Şimon onları kutsayıp çocuğun annesi Meryem’e şöyle dedi: “Bu çocuk, İsrail’de birçok kişinin düşmesine ya da yükselmesine yol açmak ve aleyhinde konuşulacak bir belirti olmak üzere belirlenmiştir. Senin kalbine de adeta bir kılıç saplanacak. Bütün bunlar, birçoklarının yüreğindeki düşüncelerin açığa çıkması için olacak.” Luka 2:34-35
“Senin kalbine de adeta bir kılıç saplanacak.” Doğru, değil mi? Aşağı yukarı 30 yıl sonra Meryem, çarmıha gerilmiş durumdaki oğlunun insanlar tarafından hor görülmesine, alay edilmesine ve hakarete uğramasına tanık olacaktı. Meryem’in, İsa’yı çarmıhta can çekişirken izlemektense kalbine bir kılıcın saplanmasını tercih edeceğinden eminim.

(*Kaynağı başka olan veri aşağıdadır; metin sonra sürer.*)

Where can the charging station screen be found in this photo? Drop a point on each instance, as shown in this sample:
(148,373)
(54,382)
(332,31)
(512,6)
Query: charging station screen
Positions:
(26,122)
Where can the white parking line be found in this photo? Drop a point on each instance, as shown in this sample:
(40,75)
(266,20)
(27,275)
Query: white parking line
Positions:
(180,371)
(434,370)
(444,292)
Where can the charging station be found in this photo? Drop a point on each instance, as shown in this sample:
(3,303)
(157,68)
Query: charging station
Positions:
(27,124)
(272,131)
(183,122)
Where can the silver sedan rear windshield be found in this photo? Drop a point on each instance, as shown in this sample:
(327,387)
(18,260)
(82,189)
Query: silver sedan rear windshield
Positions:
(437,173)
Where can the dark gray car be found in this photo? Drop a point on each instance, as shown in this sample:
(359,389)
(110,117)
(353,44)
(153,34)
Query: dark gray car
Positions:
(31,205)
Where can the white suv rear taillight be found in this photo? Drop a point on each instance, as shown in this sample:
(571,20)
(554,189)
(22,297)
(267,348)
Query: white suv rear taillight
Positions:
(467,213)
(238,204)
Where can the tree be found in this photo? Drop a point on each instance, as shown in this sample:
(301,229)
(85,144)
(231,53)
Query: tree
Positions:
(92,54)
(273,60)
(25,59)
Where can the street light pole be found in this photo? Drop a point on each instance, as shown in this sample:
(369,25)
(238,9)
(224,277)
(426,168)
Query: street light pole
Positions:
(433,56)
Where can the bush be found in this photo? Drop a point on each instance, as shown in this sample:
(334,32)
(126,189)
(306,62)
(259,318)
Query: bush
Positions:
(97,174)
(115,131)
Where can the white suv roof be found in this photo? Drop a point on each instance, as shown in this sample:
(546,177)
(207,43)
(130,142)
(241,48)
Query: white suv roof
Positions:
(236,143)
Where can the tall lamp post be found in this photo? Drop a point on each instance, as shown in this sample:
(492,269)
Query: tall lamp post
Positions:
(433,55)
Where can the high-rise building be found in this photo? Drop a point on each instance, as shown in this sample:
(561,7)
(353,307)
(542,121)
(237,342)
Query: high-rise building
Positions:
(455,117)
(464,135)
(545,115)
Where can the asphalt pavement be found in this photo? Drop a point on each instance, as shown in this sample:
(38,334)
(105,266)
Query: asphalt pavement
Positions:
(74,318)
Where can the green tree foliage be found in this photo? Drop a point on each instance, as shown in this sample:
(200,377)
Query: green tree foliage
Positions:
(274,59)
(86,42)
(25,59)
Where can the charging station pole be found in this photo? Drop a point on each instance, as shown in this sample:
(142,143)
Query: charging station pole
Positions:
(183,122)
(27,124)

Fakat o gün, Meryem Şimon’un söylediklerini büyük dikkatle dinledi. Acaba Şimon gelecek olaylar hakkında bir şey mi biliyordu? Belki de. Dindar bir Yahudi kadın olarak, gelecek olan Mesih’le ilgili Eski Antlaşma’da yazılı peygamberlik bildirilerinden haberi vardı. Yeşaya 53 ve Mezmurlar 22 gibi bölümler pek de kulağa hoş gelmiyor, değil mi? “Acılar adamıydı, hastalığı yakından tanıdı,” “Beni ölüm toprağına yatırdın” gibi sözler. Meryem, bebeği kucağındayken geleceği düşündüğünde dehşete kapılıyor olmalıydı.

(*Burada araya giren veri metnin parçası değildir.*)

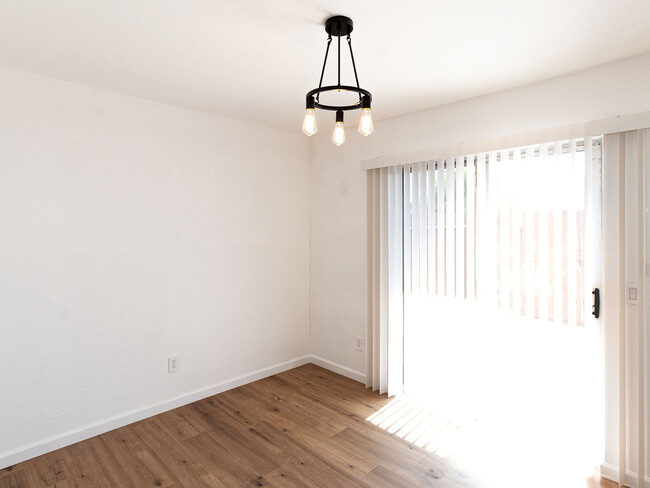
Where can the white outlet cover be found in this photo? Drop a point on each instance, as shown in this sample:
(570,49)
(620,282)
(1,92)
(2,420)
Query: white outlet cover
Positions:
(172,364)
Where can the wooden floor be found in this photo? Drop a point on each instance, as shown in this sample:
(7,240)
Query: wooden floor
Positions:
(301,428)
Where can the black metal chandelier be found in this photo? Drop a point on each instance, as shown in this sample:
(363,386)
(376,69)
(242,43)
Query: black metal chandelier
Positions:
(338,26)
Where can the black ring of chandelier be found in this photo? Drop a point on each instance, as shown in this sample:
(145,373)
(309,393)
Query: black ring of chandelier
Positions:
(330,88)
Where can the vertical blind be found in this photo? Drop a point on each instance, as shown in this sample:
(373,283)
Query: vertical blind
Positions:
(506,228)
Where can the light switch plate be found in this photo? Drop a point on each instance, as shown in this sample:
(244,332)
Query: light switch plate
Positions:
(632,295)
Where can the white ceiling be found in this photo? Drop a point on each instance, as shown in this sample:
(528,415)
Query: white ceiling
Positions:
(255,60)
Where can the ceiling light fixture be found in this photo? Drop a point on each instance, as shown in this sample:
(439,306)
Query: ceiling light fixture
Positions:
(338,26)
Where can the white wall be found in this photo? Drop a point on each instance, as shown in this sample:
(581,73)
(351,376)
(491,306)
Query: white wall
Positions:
(131,230)
(338,257)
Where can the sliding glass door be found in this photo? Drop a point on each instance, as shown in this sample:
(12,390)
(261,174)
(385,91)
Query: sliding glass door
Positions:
(501,255)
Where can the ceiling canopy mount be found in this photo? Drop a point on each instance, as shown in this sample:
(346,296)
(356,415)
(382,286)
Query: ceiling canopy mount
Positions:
(339,26)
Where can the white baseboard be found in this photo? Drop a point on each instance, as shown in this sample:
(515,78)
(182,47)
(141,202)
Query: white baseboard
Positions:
(610,471)
(9,458)
(337,368)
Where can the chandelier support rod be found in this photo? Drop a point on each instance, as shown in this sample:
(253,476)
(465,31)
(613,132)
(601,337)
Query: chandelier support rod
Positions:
(339,60)
(320,83)
(354,66)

Meryem, İsa’yı can verirken görmek istemezdi. Fakat İsa da insan bedeninde dünyaya gelen Tanrı olarak Meryem’in yıkımını görmek istemiyordu. Ya da başka birimizin. Bizi yarattı; bizi seviyor. Şimdi istediği gibi sonsuza dek de yaşamamızı ister.
Bu yüzden de İsa Mesih kalbine saplanacak bir kılıç yerine böğrüne sokulan bir mızrağı yeğledi (Yuhanna 19:34). Bizi ölümden kurtarabilmek için bizim yerimize ölüme doğru cesaretle yürüdü. Bizler, çektiği eziyetleri anlamlı kılan “kendisini bekleyen sevinç” idik (İbraniler 12:2). Daha sonra da, bir daha hiç ölmemek üzere ölümden dirildi. Cennette ne kalbe saplanabilecek bir kılıç ne de bir mızrak olacak. Orada bizi sadece sonsuz hayat, sevinç ve mutluluk karşılayacak.
GÜNÜN DUASI: Rab Tanrı’m, kalbime bir kılıcın saplandığını hissettiğim zamanlar beni koru ve güçlendir. Amin.